ESC-Leitlinie zu Kardiomyopathien
Im Jahr 2023 gab es die sehr große Neuerung, dass ESC-Leitlinien zur Kardiomyopathie (CMP) publiziert wurden.1 Darin wird zwischen der phänotypischen Ausprägung der Hypertrophie und Dilatation differenziert. Dabei wurde auch zusammengefasst, dass es CMP geben kann, die weder dilatiert noch hypertrophiert sind (nichtdilatierte linksventrikuläre CMP; NDLVC).1 In der konkreten Situation widmen wir uns den CMP, die einen hypertrophen Phänotyp, rein bezogen auf die Myokardwandverdickung, nicht auf die Myokardbeschaffenheit, aufweisen.1
Kardiale Bildgebung bei CMP
Die moderne Echokardiografie
Im Echolabor des Pyhrn-Eisenwurzen Klinikums Steyr wird jede Form der Myokardwandverdickung mittels einer vollständigen Standardechokardiografie untersucht.2 Dabei wird auch ein Fokus auf die kontrastmittelunterstützte Sonografie gelegt, um die tatsächliche Dicke des Myokards zu vermessen.3 Die Verdickung sollte optimalerweise mittels 3D-LV-Massenmessung erfolgen. Die Messung im 2D-Bild ist dahingehend unterlegen.

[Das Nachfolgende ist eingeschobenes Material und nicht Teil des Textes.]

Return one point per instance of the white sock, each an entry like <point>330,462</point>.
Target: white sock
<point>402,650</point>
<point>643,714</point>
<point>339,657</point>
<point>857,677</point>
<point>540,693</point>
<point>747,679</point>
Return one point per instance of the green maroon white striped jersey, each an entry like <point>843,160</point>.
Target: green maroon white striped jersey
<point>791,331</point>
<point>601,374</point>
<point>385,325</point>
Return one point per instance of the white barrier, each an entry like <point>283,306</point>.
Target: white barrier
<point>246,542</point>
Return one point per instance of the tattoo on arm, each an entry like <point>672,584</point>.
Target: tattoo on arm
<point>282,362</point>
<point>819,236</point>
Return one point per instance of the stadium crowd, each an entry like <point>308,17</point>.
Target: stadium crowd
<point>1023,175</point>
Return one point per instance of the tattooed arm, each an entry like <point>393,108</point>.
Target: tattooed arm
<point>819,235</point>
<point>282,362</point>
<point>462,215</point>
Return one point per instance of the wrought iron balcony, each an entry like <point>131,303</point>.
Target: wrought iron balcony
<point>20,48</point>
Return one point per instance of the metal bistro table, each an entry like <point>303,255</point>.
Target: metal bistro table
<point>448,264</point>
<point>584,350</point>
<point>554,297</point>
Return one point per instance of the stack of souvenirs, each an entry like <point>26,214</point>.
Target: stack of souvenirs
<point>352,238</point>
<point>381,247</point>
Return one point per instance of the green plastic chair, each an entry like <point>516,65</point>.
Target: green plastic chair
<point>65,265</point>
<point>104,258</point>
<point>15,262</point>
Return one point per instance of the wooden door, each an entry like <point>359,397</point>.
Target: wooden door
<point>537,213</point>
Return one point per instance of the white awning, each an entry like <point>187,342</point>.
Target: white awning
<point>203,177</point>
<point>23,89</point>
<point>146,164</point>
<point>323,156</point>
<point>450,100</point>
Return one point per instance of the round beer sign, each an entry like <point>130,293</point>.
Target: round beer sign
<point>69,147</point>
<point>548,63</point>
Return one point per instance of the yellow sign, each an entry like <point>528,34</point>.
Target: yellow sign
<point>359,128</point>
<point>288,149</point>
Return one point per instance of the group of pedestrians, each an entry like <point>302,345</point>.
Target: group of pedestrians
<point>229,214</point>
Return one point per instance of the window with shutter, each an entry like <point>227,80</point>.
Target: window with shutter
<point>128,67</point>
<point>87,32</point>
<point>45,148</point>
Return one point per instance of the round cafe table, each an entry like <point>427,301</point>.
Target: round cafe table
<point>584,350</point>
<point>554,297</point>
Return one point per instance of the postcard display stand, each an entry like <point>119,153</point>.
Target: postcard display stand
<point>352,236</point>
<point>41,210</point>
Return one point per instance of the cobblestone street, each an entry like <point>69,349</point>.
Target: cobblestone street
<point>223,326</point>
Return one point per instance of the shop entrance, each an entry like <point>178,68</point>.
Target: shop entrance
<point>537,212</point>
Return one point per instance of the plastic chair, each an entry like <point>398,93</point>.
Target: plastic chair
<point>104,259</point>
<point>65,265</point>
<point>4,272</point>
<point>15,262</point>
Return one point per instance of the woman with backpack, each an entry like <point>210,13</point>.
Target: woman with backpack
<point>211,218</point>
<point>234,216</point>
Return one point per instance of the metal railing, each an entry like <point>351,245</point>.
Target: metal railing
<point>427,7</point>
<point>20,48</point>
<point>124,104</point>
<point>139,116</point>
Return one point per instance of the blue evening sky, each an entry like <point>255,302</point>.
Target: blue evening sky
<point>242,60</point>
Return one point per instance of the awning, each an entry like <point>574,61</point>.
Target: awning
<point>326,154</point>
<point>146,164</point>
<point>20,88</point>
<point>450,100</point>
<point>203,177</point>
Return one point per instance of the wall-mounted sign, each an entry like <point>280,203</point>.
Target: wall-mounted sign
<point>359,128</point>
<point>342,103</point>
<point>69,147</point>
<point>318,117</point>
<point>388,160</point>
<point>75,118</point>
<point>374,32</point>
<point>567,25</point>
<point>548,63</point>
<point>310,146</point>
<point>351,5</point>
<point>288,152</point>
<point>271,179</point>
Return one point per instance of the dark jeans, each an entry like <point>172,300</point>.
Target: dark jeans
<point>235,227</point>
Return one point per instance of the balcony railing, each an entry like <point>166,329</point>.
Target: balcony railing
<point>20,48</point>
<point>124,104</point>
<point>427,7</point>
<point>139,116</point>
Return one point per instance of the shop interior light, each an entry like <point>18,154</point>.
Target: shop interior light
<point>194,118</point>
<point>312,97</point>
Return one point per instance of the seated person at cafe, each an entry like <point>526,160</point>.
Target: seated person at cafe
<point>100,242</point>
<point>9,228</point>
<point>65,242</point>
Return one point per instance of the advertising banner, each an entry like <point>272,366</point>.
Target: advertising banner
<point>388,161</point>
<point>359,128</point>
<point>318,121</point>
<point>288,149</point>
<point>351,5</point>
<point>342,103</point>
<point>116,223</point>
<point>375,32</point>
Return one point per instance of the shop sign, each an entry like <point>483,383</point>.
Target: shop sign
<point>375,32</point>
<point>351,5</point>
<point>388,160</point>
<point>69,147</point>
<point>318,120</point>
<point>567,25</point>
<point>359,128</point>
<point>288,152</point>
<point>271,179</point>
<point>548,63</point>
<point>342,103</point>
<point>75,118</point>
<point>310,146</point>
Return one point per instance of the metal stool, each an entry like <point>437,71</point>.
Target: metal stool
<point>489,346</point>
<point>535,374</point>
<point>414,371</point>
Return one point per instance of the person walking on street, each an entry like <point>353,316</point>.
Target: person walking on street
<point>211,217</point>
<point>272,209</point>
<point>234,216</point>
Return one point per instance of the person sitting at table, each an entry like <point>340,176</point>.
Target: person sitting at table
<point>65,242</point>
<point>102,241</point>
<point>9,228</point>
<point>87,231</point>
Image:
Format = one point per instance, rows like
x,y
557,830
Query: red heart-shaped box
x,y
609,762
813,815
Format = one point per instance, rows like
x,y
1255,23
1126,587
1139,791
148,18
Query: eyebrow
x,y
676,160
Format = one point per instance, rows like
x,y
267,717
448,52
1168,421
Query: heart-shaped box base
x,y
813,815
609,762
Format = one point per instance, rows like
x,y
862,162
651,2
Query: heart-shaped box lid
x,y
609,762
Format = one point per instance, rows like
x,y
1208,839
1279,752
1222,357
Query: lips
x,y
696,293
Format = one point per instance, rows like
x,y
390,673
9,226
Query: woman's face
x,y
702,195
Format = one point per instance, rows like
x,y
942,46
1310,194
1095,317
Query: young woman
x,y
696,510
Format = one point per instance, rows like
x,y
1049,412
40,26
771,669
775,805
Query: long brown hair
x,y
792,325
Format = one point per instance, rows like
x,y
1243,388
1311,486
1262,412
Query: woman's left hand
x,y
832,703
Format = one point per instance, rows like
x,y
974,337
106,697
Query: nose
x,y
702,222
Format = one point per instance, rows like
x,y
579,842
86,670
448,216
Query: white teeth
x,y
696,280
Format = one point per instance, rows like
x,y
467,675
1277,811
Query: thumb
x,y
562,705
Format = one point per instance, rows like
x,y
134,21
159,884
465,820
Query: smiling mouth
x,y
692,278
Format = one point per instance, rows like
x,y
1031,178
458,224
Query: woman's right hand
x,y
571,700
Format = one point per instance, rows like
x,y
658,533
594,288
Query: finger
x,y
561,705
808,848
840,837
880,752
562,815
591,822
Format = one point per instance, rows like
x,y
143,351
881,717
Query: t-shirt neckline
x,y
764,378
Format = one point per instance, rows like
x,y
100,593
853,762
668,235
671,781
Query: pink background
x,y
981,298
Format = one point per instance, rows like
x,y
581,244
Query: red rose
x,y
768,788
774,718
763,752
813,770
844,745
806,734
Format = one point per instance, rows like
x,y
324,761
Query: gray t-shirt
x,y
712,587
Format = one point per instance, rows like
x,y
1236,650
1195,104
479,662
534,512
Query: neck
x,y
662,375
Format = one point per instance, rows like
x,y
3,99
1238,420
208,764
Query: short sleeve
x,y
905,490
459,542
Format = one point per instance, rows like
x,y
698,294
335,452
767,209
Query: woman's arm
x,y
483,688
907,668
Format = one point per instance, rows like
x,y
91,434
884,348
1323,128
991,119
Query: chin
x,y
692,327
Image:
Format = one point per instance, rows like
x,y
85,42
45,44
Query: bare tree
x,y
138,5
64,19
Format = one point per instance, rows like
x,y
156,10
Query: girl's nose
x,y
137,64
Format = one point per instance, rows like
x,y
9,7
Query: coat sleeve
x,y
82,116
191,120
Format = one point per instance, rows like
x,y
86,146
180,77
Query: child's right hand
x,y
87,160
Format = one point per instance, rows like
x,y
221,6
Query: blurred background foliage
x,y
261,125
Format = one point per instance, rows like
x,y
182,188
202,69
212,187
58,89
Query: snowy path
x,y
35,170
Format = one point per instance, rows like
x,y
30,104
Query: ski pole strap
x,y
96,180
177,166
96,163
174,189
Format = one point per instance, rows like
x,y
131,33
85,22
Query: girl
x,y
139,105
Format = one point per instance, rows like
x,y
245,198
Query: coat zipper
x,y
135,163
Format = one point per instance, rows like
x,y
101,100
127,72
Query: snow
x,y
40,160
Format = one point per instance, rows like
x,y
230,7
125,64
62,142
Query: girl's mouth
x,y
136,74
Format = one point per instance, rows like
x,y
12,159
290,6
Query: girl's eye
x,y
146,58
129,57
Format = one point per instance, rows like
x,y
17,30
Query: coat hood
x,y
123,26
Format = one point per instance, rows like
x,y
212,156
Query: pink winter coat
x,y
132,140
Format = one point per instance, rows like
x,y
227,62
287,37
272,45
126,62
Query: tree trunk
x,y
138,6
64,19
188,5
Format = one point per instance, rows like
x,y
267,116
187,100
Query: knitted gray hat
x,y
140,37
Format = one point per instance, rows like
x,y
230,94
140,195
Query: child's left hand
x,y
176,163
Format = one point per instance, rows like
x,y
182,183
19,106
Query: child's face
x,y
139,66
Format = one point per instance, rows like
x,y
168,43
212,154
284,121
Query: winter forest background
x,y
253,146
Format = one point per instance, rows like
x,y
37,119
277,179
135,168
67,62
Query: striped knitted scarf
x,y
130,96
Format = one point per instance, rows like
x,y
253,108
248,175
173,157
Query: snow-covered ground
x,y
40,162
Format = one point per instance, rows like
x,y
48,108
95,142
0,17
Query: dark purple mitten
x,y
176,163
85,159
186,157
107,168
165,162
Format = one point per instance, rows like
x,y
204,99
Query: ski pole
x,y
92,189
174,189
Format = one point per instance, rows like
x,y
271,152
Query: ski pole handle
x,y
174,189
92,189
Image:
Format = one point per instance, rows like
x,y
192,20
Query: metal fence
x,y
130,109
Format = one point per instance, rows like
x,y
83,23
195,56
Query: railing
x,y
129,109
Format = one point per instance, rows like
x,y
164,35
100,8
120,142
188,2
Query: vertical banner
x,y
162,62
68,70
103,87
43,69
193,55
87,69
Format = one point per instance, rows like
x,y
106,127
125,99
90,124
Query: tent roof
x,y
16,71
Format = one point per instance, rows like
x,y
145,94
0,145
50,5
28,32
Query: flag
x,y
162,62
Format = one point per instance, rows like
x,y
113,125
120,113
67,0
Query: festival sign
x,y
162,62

Ebenso wird jede Myokardwandverdickung mittels 2D-„strain imaging“ in der transthorakalen Echokardiografie (TTE) untersucht.4–6 Der „strain“ ist eine Messung der longitudinalen Funktion des Herzens (Video 1).
Video 1: Übersicht über „strain imaging basics“ → http://bit.ly/47oxxgr
Für eine noch genauere Evaluation bezogen auf die Leistung des Herzens kann die myokardiale Arbeit gemessen werden. Dabei wird während der Untersuchung, wenn von apikal geschallt wird, der Blutdruck vom Assistenzpersonal bei jeder Untersuchung, bei der eine dahingehende klinische Fragestellung besteht, gemessen.7
Bei der hypertrophen CMP gibt es die Besonderheit, dass versucht werden muss, einen Ausflusstraktgradienten (LVOTO) zu messen, da dieser für die Prognose und Therapie relevant ist.1 Eine neue Therapie der hypertrophen obstruktiven CMP (HOCMP) sind kardiale Myosininhibitoren. Diese können zu einem „reverse remodeling“ des Herzens führen und Parameter, wie den „strain“, neben der Reduktion des Ausflusstraktgradienten unter Therapie deutlich verbessern.1,8,9
Die Herz-MRT
Die Herz-MRT ist mittlerweile fixer Bestandteil der kardialen Leitlinien. Die Verteilung des späten Anflutens von Kontrastmittel (LGE) kann mitunter nahezu pathognomonische Muster detektieren. Zusätzlich kann die Myokardbeschaffenheit gemessen werden. Dies wird über das sogenannte „mapping“ durchgeführt. Dabei können verlängerte oder verkürzte Zeiten (zum Beispiel T1-„mapping“) für gewisse Erkrankungen hinweisend sein. Als Beispiel sei hier der Morbus Fabry mit reduzierten T1-Zeiten bei Myokardwandverdickung mit vor allem lateral betroffenen Segmenten erwähnt.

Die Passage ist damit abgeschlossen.